As we head into the suburban sprawl I inquire about Light and Space. Did he feel like he was part of a movement, a brotherhood? Or was this just a media blip? Was it liberating when this finite period ended? “I was part of a group of people that were investigating stuff that was more ephemeral than painting and granite sculptures,” he said. “I never thought of myself as being a Light and Space artist because the evidence of my light and space where it can, it has weight and mass, so it’s not just light and space. It’s light, weight, and space. And then there are artists that only work with light in that they can contain it like Turrell or Doug Wheeler. Each one does their own experimenting. All I ever wanted to do is what I’m doing. I’m celebrating my 64th anniversary of unemployment. I just do what I want.”

Larry Bell gluing an early cube. Courtesy of the artist.

Before embracing the allure of glass, Bell had a short-lived career as a more traditional abstract minimal painter. “My artist heroes were de Kooning, Pollock, and Klein,” Bell said. “I was never going to be capable of doing a better painting than that. And I knew that when I was 18. It was all garnered by people that really had mastered it through their lifetime’s work.”

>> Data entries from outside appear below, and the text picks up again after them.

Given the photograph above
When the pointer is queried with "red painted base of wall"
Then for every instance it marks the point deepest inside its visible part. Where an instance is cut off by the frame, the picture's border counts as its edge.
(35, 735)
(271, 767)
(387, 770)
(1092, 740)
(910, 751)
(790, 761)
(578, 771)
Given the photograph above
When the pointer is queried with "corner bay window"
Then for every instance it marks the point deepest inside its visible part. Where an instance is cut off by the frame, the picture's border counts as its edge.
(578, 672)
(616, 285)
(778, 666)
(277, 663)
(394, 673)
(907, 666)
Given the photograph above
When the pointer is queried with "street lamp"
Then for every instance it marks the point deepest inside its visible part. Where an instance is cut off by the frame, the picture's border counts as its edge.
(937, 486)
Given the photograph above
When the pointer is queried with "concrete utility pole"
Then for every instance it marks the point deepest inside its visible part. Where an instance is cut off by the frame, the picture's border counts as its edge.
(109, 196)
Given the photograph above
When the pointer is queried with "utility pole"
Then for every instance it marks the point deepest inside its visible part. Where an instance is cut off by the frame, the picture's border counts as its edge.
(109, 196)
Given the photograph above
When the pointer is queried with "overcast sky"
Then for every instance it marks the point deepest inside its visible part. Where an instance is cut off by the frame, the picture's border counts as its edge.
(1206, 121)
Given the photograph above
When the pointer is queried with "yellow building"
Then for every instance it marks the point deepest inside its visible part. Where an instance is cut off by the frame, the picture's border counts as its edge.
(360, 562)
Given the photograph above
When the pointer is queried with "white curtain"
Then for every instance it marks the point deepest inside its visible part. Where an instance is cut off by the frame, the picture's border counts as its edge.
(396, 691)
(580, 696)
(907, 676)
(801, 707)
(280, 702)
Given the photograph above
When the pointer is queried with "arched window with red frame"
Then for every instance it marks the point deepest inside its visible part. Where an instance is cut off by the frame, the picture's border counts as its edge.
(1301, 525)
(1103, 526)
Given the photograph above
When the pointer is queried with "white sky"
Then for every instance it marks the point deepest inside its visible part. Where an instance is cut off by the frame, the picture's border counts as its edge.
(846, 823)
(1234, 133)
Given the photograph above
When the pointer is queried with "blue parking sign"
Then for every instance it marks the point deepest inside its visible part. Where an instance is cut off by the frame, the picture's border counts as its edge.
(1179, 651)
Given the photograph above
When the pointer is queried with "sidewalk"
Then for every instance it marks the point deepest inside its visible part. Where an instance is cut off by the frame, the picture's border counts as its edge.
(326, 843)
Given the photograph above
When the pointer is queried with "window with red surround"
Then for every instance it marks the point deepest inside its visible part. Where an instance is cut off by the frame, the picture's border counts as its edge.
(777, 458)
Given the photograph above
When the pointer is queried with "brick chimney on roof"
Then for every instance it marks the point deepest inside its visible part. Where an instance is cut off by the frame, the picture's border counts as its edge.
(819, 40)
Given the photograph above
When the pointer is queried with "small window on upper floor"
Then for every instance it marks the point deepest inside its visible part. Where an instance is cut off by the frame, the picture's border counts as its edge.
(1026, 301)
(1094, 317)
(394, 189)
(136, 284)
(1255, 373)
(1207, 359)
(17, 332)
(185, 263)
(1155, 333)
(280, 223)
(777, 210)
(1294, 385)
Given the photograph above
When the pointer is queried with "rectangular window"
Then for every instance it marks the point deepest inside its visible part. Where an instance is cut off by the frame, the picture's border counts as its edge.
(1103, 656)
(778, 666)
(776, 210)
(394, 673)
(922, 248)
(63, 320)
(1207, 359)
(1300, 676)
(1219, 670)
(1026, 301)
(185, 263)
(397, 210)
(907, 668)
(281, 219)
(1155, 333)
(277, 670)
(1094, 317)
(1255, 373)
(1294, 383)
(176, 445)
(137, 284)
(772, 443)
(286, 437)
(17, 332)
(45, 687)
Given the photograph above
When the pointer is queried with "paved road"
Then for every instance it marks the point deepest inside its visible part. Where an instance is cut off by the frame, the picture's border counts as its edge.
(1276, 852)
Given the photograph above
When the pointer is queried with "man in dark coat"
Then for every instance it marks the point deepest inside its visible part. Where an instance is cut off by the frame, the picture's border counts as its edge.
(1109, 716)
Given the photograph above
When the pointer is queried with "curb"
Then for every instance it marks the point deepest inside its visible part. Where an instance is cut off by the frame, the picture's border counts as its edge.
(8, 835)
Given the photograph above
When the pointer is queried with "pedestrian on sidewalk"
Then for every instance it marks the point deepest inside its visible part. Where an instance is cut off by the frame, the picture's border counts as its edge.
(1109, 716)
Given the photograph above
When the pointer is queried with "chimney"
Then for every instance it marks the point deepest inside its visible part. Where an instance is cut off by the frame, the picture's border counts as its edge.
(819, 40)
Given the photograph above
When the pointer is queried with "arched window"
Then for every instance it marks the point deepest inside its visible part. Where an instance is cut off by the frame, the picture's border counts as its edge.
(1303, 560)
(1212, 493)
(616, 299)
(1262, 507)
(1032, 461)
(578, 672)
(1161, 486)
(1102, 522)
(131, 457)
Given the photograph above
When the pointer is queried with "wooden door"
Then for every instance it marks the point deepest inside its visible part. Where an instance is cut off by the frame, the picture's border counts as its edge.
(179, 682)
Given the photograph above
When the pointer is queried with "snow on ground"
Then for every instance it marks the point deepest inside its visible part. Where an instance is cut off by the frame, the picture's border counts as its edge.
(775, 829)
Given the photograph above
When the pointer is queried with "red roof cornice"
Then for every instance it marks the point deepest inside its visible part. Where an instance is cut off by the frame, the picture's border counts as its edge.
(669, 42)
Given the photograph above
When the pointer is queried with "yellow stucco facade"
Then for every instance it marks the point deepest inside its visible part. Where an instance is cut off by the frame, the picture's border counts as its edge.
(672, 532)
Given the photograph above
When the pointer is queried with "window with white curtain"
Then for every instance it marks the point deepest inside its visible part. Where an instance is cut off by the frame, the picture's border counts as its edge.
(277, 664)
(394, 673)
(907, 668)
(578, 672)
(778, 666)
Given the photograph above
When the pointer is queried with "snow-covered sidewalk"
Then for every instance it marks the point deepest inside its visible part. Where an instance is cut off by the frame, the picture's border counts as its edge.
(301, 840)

Bell is dismissive about this period of his work, but he did achieve a striking Carmen Herreralike verve with paintings like Lil Orphan Annie (1960). “I named it that because the paint is the color of Annie’s hair,” he explained.

Larry Bell, Lil Orphan Annie (1960). Courtesy of the artist.

“I just didn’t feel there was any reason to chase after the same thing that’s already been resolved by others,” he explained. “And so, I decided I wanted to find a medium that nobody was using. Glass was available, you can buy it anywhere. It was not very expensive and there were people that knew how to fabricate it. Plus, it has a shelf life of 3 million years. It’s part of our environment. It’s just everywhere we look and every day we use it all the time.”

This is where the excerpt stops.